Göttinger Predigten im Internet hg. von U. Nembach

17. Sonntag nach Trinitatis, 13.10.2019

Vorläufig keine bleibende Stadt
Predigt zu Josua 2:1-21, verfasst von Ulrich Knellwolf

Liebe Gemeinde,

Dies ist eine sehr alte Geschichte, aber sie handelt von uns. Denn wir suchen, ob wir’s wissen und zugeben oder nicht, die bleibende Stadt. Aber wir finden hier keine. Die Welt, in der wir leben, ist nicht als bleibende Stadt, sondern als vorläufige, provisorische Unterkunft gedacht.

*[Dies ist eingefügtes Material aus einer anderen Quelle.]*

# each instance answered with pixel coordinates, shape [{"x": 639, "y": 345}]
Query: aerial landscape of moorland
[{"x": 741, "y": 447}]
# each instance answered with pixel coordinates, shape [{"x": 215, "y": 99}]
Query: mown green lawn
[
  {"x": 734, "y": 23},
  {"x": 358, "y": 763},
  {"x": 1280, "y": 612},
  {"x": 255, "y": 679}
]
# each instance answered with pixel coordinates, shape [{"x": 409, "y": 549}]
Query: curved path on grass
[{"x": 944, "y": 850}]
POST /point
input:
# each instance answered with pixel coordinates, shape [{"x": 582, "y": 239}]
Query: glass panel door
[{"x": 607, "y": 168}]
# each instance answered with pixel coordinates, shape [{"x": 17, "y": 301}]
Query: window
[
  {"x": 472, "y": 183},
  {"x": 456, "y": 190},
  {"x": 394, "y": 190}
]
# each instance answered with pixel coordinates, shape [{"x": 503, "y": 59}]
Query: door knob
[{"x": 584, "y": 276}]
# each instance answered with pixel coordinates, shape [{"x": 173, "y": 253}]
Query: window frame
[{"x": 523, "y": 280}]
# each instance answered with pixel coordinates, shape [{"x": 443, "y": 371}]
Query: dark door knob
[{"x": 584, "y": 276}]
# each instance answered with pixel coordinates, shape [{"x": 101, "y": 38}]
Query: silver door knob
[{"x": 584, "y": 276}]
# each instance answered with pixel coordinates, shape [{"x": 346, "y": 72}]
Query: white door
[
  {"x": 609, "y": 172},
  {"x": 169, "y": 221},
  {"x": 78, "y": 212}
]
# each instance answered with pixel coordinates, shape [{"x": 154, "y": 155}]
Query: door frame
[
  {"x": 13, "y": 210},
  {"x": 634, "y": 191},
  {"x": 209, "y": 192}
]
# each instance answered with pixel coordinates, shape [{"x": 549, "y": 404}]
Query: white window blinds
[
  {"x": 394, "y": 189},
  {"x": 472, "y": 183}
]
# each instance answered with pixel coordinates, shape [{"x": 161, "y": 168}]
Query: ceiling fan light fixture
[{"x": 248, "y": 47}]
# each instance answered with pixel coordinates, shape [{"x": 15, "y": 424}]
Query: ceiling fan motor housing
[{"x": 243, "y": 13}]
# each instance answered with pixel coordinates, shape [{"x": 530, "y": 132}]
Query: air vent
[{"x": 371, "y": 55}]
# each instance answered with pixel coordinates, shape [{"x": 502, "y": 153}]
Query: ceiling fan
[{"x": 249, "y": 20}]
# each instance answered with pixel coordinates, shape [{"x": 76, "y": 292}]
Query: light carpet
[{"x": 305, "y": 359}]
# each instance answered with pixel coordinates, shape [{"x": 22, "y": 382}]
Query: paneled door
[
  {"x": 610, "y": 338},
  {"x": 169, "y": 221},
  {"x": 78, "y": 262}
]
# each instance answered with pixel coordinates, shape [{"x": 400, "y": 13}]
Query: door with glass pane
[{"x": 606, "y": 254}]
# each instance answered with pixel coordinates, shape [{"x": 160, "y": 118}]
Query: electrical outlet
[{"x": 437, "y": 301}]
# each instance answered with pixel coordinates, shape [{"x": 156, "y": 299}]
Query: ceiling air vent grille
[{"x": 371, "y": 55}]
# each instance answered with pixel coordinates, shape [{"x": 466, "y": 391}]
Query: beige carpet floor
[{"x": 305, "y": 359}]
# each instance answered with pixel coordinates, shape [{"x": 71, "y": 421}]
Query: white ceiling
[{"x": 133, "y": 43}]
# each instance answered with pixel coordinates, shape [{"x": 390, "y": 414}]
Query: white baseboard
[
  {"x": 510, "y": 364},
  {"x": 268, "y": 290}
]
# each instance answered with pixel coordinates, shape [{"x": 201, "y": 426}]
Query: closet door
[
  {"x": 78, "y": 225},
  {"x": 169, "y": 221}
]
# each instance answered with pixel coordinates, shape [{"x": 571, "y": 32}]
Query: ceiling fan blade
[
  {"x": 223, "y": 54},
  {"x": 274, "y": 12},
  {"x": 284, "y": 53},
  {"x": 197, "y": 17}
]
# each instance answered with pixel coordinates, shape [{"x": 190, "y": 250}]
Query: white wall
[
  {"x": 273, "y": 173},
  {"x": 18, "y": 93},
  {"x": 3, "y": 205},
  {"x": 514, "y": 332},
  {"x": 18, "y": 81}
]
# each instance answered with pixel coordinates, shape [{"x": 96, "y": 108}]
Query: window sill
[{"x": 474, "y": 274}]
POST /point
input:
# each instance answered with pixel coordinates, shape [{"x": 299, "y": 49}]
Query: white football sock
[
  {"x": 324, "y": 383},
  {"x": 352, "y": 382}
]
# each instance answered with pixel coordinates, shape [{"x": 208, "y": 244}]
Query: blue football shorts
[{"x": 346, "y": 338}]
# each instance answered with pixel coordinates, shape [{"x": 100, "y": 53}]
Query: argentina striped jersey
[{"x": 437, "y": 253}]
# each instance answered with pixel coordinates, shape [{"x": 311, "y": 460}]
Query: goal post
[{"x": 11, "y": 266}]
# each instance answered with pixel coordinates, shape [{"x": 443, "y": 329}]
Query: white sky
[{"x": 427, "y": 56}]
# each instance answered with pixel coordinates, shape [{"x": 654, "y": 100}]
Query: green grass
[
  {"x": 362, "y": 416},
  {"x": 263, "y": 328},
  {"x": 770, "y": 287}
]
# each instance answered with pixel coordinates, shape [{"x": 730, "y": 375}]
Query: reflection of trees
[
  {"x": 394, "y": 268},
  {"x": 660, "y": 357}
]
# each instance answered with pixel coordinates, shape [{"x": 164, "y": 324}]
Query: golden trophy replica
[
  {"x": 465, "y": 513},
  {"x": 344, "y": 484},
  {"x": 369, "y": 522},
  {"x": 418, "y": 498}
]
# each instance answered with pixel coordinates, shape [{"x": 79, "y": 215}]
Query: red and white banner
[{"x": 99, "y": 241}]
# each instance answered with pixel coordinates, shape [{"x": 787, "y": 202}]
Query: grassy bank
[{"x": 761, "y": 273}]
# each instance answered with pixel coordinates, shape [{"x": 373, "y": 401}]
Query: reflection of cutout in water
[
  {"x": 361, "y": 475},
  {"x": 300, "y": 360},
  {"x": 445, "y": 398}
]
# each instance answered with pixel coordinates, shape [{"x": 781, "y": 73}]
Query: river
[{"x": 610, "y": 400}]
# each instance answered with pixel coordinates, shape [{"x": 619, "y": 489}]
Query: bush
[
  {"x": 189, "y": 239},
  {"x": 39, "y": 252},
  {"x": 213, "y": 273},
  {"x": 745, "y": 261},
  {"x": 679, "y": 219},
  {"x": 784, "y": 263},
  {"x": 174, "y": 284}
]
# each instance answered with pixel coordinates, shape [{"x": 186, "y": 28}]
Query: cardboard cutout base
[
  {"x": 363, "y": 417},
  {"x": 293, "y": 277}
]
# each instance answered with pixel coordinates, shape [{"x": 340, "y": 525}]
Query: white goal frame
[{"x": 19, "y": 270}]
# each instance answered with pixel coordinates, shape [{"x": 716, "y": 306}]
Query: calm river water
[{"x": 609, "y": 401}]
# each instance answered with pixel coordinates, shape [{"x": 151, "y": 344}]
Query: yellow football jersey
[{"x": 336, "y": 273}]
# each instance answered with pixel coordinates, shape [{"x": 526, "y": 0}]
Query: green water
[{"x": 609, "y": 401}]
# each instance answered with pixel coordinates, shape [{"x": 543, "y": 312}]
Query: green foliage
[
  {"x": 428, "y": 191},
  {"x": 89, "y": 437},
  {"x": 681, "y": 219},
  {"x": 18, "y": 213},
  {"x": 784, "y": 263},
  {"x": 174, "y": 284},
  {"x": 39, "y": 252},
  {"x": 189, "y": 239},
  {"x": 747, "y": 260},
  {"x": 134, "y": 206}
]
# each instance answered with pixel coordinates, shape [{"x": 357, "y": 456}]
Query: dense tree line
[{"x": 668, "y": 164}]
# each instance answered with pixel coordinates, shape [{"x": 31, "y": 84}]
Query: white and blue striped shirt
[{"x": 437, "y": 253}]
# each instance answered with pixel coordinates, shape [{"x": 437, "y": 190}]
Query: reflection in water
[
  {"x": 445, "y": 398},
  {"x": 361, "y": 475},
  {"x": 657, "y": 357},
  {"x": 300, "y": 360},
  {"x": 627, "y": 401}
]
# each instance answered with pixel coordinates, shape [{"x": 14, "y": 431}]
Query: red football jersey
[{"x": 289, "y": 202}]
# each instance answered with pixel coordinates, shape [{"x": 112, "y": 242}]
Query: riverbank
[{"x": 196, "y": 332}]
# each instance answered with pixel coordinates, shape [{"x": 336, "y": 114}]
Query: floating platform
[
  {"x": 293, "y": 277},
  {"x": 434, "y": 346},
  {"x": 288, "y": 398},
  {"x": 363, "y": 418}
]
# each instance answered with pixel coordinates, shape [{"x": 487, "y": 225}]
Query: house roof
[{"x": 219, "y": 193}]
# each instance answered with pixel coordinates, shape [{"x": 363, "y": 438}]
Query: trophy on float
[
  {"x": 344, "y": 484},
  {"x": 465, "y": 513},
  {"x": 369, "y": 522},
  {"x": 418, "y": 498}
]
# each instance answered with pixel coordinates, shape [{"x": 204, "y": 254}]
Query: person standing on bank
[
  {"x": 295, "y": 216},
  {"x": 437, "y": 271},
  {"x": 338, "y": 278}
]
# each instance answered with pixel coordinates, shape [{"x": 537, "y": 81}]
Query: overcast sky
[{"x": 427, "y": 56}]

Wir sind Nomaden. Solange wir sterben müssen, sind wir Nomaden, die keine bleibende Stadt haben, jedoch unentwegt von der bleibenden Stadt träumen. Und meinen wir, sie gefunden zu haben, werden wir alsbald enttäuscht. Wie die Stammesmutter meines jüdischen Freundes Ruben, die mit Josua und dem ganzen Volk Israel durch den Jordan ins Gelobte Land ging. Als sie im Gelobten Land angekommen sei, erzählt Ruben, habe sie umhergeschaut und nach einer Weile gerufen: «Ist das alles?»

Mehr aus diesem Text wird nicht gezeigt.